Superintendent Brenda Longshore said, “We certainly have been following the commission’s report. It will have an impact on some legislation this upcoming year. There are a number of the recommendations that we are already doing.”

The district has moved forward with fencing projects, which begin this month so that by the beginning of the 2019-2020 school year all of the campuses should have a single point of entry, she said.

Deputy Superintendent Andrew Lethbridge, Assistant Superintendent of Business Operations Mike Averyt, Facilities Director Frank Brown, the Highlands County Sheriff’s Office and herself have reviewed every campus and the School Board has approved the fencing projects.

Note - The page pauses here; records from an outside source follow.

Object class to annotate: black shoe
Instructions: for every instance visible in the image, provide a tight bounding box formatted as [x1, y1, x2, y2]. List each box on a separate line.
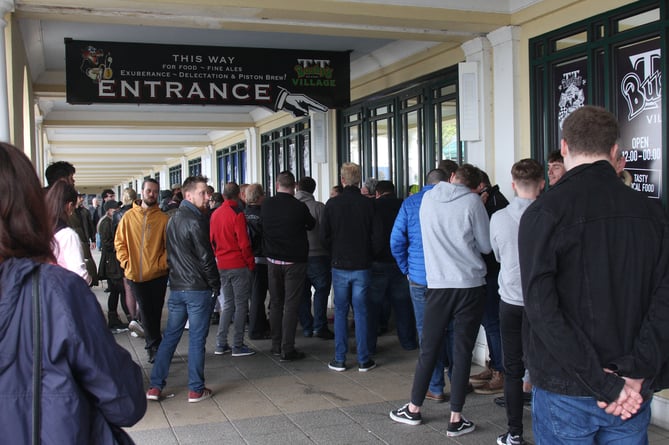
[303, 330, 313, 338]
[447, 418, 475, 437]
[147, 349, 157, 364]
[103, 288, 110, 293]
[497, 432, 527, 445]
[314, 328, 334, 340]
[494, 396, 506, 407]
[389, 403, 422, 426]
[328, 359, 346, 372]
[358, 359, 376, 372]
[210, 312, 220, 325]
[280, 350, 306, 362]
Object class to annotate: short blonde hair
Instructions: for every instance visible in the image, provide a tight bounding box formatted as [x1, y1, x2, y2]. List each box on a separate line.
[121, 188, 137, 206]
[340, 162, 361, 187]
[245, 183, 265, 205]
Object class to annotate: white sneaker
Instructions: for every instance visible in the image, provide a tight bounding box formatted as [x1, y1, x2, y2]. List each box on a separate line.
[128, 320, 144, 338]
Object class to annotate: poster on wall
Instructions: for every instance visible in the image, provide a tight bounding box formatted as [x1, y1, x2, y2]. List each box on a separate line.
[616, 37, 662, 199]
[65, 39, 350, 117]
[554, 57, 588, 148]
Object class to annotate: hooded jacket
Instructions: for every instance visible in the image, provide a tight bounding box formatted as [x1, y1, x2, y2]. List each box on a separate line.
[114, 201, 169, 282]
[210, 199, 255, 270]
[0, 258, 146, 444]
[489, 197, 533, 306]
[295, 190, 328, 257]
[390, 184, 434, 286]
[419, 181, 491, 288]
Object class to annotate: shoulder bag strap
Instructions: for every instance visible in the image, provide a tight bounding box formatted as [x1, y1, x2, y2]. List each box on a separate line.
[32, 268, 41, 445]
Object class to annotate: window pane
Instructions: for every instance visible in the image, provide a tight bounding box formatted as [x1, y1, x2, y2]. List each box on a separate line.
[555, 31, 587, 51]
[240, 150, 246, 184]
[275, 142, 283, 173]
[372, 117, 392, 180]
[439, 100, 459, 161]
[348, 125, 360, 165]
[301, 134, 311, 178]
[618, 9, 659, 32]
[288, 141, 297, 174]
[406, 109, 422, 191]
[404, 96, 420, 108]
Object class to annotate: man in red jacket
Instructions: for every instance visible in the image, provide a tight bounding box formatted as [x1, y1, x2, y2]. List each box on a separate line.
[210, 182, 256, 357]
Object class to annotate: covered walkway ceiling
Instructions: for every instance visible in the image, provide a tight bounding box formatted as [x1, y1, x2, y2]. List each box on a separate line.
[18, 0, 545, 189]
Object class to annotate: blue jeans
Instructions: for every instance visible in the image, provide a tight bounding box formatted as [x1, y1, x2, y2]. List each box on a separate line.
[332, 267, 371, 364]
[298, 255, 332, 334]
[409, 282, 448, 394]
[367, 262, 417, 353]
[532, 387, 650, 445]
[150, 290, 215, 392]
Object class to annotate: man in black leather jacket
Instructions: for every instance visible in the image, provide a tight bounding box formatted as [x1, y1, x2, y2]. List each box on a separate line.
[146, 175, 221, 403]
[519, 106, 669, 443]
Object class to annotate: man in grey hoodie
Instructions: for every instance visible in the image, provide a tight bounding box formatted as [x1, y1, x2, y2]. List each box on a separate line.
[390, 164, 491, 437]
[490, 159, 544, 445]
[296, 176, 334, 339]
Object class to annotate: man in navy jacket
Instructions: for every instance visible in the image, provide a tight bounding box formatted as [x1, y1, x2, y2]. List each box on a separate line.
[519, 105, 669, 443]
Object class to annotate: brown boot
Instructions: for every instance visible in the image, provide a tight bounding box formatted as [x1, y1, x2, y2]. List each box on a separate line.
[469, 361, 492, 387]
[474, 370, 504, 394]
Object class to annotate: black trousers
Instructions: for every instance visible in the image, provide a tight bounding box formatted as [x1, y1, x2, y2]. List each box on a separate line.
[128, 276, 168, 351]
[268, 262, 307, 354]
[410, 286, 485, 412]
[499, 300, 526, 436]
[249, 263, 270, 337]
[107, 276, 129, 317]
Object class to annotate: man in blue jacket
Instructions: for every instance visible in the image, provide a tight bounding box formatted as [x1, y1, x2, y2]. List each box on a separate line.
[390, 168, 449, 401]
[519, 106, 669, 443]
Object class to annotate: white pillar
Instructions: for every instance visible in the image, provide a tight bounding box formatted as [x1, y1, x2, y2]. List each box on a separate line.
[308, 109, 336, 203]
[159, 166, 168, 190]
[202, 144, 214, 182]
[244, 127, 260, 184]
[460, 37, 493, 172]
[0, 1, 14, 142]
[488, 26, 521, 199]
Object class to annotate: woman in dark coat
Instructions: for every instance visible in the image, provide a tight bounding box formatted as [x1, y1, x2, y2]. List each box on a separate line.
[0, 142, 146, 444]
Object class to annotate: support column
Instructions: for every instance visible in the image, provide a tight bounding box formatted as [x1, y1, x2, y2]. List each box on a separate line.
[460, 37, 493, 173]
[488, 26, 521, 199]
[244, 127, 260, 184]
[202, 144, 214, 183]
[0, 1, 14, 142]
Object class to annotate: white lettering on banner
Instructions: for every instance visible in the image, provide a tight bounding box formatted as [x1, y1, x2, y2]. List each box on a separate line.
[207, 56, 235, 64]
[621, 49, 662, 120]
[97, 80, 272, 102]
[171, 54, 203, 63]
[296, 59, 330, 68]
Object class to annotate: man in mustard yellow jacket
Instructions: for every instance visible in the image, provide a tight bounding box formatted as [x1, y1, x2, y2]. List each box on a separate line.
[116, 178, 169, 363]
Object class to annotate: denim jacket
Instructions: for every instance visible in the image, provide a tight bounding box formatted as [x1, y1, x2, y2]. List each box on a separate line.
[519, 160, 669, 402]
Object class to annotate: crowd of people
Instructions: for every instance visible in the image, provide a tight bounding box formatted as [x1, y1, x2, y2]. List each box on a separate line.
[1, 106, 668, 444]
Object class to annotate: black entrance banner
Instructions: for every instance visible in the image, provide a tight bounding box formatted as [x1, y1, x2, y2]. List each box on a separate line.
[65, 39, 350, 116]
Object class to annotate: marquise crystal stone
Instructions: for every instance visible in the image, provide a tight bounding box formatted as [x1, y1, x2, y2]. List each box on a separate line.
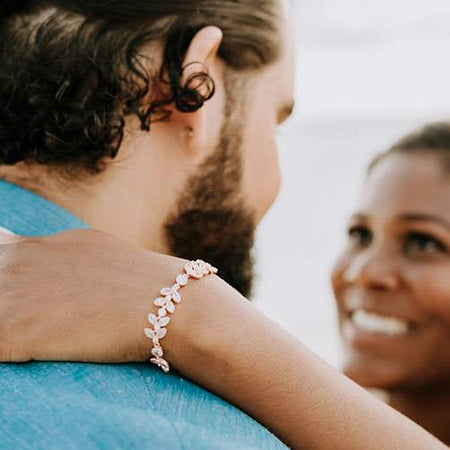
[176, 274, 188, 286]
[154, 297, 166, 307]
[165, 300, 175, 313]
[144, 328, 153, 339]
[160, 287, 173, 296]
[144, 328, 161, 346]
[148, 313, 170, 328]
[156, 328, 167, 339]
[148, 313, 159, 326]
[159, 316, 170, 327]
[171, 290, 181, 303]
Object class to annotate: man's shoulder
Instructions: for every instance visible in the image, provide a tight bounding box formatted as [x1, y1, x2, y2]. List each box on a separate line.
[0, 362, 181, 448]
[0, 362, 287, 450]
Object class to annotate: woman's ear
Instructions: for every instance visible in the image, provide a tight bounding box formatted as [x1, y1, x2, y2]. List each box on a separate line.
[174, 26, 224, 156]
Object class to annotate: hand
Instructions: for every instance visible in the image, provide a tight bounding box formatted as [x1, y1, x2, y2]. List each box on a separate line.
[0, 229, 212, 363]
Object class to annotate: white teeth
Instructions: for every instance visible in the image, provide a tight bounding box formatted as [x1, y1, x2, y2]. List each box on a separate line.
[351, 310, 409, 336]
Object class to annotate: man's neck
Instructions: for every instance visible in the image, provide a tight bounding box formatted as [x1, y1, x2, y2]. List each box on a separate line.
[387, 383, 450, 445]
[0, 157, 176, 253]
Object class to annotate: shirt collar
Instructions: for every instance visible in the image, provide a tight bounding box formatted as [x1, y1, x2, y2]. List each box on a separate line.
[0, 179, 88, 235]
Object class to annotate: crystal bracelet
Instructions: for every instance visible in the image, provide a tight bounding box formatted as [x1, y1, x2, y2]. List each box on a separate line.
[144, 259, 218, 373]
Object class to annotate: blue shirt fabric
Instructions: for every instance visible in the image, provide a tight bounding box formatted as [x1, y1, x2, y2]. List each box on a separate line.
[0, 180, 287, 450]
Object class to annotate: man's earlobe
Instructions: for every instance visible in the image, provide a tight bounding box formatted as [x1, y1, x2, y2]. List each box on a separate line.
[180, 126, 195, 140]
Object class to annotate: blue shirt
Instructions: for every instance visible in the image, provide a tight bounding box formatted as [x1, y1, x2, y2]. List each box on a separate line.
[0, 180, 287, 450]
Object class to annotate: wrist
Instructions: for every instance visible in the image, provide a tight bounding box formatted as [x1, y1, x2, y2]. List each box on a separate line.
[164, 273, 251, 378]
[134, 253, 227, 365]
[135, 253, 251, 377]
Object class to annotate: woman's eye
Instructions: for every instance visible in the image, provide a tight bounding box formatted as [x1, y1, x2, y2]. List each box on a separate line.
[405, 233, 446, 254]
[348, 226, 372, 247]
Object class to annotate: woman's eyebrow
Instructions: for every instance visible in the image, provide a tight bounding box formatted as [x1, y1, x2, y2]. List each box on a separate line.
[400, 213, 450, 231]
[349, 213, 368, 222]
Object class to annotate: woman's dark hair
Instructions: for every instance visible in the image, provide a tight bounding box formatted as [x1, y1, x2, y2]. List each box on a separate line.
[368, 122, 450, 174]
[0, 0, 281, 173]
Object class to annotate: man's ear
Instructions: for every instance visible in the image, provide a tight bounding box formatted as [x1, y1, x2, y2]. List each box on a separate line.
[172, 26, 223, 155]
[183, 26, 223, 69]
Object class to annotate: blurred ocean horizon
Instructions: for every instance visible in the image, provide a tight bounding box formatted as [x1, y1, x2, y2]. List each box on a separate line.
[253, 0, 450, 367]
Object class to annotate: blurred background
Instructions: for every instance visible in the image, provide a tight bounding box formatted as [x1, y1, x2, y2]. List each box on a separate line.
[254, 0, 450, 367]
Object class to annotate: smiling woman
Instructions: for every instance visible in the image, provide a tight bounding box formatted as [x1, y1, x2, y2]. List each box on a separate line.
[332, 122, 450, 444]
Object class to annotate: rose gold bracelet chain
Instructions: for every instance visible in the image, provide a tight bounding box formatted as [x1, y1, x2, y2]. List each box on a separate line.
[144, 259, 218, 373]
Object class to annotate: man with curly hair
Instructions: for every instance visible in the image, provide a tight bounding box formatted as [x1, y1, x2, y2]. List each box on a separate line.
[0, 0, 295, 448]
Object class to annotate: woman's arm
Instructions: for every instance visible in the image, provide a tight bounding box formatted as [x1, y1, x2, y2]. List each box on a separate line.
[0, 230, 445, 449]
[172, 275, 445, 449]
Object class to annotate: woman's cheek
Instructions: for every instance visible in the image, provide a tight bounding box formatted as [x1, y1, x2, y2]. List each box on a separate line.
[404, 265, 450, 321]
[331, 253, 351, 305]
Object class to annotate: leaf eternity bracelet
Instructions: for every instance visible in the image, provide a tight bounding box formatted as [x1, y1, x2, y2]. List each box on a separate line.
[144, 259, 218, 373]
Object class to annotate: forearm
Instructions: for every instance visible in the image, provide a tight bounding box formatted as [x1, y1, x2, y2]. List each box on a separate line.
[166, 276, 446, 450]
[0, 231, 445, 449]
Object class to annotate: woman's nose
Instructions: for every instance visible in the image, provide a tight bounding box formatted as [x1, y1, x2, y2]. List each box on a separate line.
[343, 249, 400, 291]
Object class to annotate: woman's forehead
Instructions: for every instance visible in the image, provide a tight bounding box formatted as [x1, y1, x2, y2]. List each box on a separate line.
[358, 152, 450, 221]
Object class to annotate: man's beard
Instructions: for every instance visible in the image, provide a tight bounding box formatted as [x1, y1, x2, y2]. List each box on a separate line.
[164, 91, 256, 298]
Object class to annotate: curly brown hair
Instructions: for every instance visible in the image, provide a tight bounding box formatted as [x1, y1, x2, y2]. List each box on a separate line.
[0, 0, 281, 174]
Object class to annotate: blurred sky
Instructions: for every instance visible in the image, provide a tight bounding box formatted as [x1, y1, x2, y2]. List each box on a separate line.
[254, 0, 450, 367]
[297, 0, 450, 119]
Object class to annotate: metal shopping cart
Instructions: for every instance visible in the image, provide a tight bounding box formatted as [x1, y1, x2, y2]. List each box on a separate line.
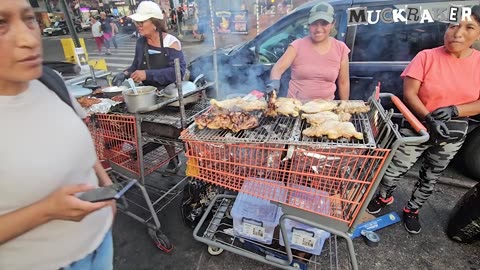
[179, 93, 429, 269]
[85, 61, 213, 252]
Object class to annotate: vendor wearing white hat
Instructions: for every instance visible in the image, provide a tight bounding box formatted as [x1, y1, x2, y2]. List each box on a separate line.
[112, 0, 186, 88]
[267, 2, 350, 100]
[112, 1, 186, 175]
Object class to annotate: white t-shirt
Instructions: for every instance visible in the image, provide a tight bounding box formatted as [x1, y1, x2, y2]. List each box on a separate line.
[91, 21, 103, 37]
[0, 80, 113, 270]
[164, 33, 181, 50]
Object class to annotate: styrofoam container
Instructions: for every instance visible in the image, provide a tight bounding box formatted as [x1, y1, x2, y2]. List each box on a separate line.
[279, 184, 331, 255]
[231, 178, 286, 244]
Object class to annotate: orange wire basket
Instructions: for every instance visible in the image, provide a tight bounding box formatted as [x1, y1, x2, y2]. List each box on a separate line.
[87, 114, 182, 177]
[181, 99, 394, 227]
[184, 141, 389, 226]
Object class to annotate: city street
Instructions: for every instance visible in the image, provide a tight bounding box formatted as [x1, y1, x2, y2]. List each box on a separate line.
[41, 32, 480, 270]
[42, 31, 211, 74]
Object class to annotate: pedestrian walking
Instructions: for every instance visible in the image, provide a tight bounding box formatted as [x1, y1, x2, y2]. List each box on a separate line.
[100, 12, 112, 55]
[0, 1, 115, 270]
[90, 16, 104, 53]
[110, 19, 119, 51]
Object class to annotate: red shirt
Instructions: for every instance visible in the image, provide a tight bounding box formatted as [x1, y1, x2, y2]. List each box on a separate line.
[401, 46, 480, 112]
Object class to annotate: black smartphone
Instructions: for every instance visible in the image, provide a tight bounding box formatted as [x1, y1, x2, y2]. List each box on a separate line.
[77, 179, 137, 203]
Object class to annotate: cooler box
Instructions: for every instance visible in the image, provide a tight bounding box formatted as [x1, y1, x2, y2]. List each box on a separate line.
[279, 184, 331, 255]
[231, 178, 286, 244]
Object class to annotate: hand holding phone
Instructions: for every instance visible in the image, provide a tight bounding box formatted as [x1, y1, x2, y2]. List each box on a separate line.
[41, 184, 112, 222]
[77, 179, 137, 203]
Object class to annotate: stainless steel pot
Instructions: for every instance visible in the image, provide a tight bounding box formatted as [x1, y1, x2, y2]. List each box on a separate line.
[162, 74, 204, 97]
[123, 86, 157, 113]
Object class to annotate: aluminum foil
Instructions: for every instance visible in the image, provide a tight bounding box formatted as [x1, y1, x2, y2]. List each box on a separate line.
[85, 98, 121, 115]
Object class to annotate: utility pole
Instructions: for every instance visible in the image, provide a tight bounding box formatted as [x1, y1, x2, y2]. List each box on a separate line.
[59, 0, 81, 48]
[45, 0, 53, 13]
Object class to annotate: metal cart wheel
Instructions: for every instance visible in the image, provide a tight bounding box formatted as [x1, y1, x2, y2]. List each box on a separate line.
[207, 245, 224, 256]
[148, 228, 173, 253]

“The community will see some movement at our campuses as they work on each campus and what we need in fencing to ensure that we have a single point of entry by the beginning of the 2019-2020 school year,” Longshore said.

At the state level, Longshore said she hopes there will be an effort to fully fund the school resource officers.

The preface of the Marjory Stoneman Douglas High School Public Safety Commission report states: “School safety in Florida needs to be improved. We can do more and we can do a better job of ensuring the safety of students and staff on K-12 school campuses. Not all school security changes or enhancements have financial costs, and some only require the will of decision makers to effect change and hold people responsible for implementing best practices.

“Safety and security accountability is lacking in schools, and that accountability is paramount for effective change if we expect a different result in the future than what occurred at Marjory Stoneman Douglas High School (MSDHS) on Feb. 14, 2018.

“While there were personal and system failures that culminated in the MSDHS shooting and contributed to its magnitude, it is important to be mindful that the one true ‘cause’ that resulted in 34 people being shot and/or killed, is Nikolas Cruz.

“As we set forth the failures and opportunities for improvement in this report, we must also recognize the many people who acted appropriately by reporting their observations (despite their reports not being acted upon), and the heroes of Feb. 14th who performed admirably, risked their own lives and saved the lives of others.”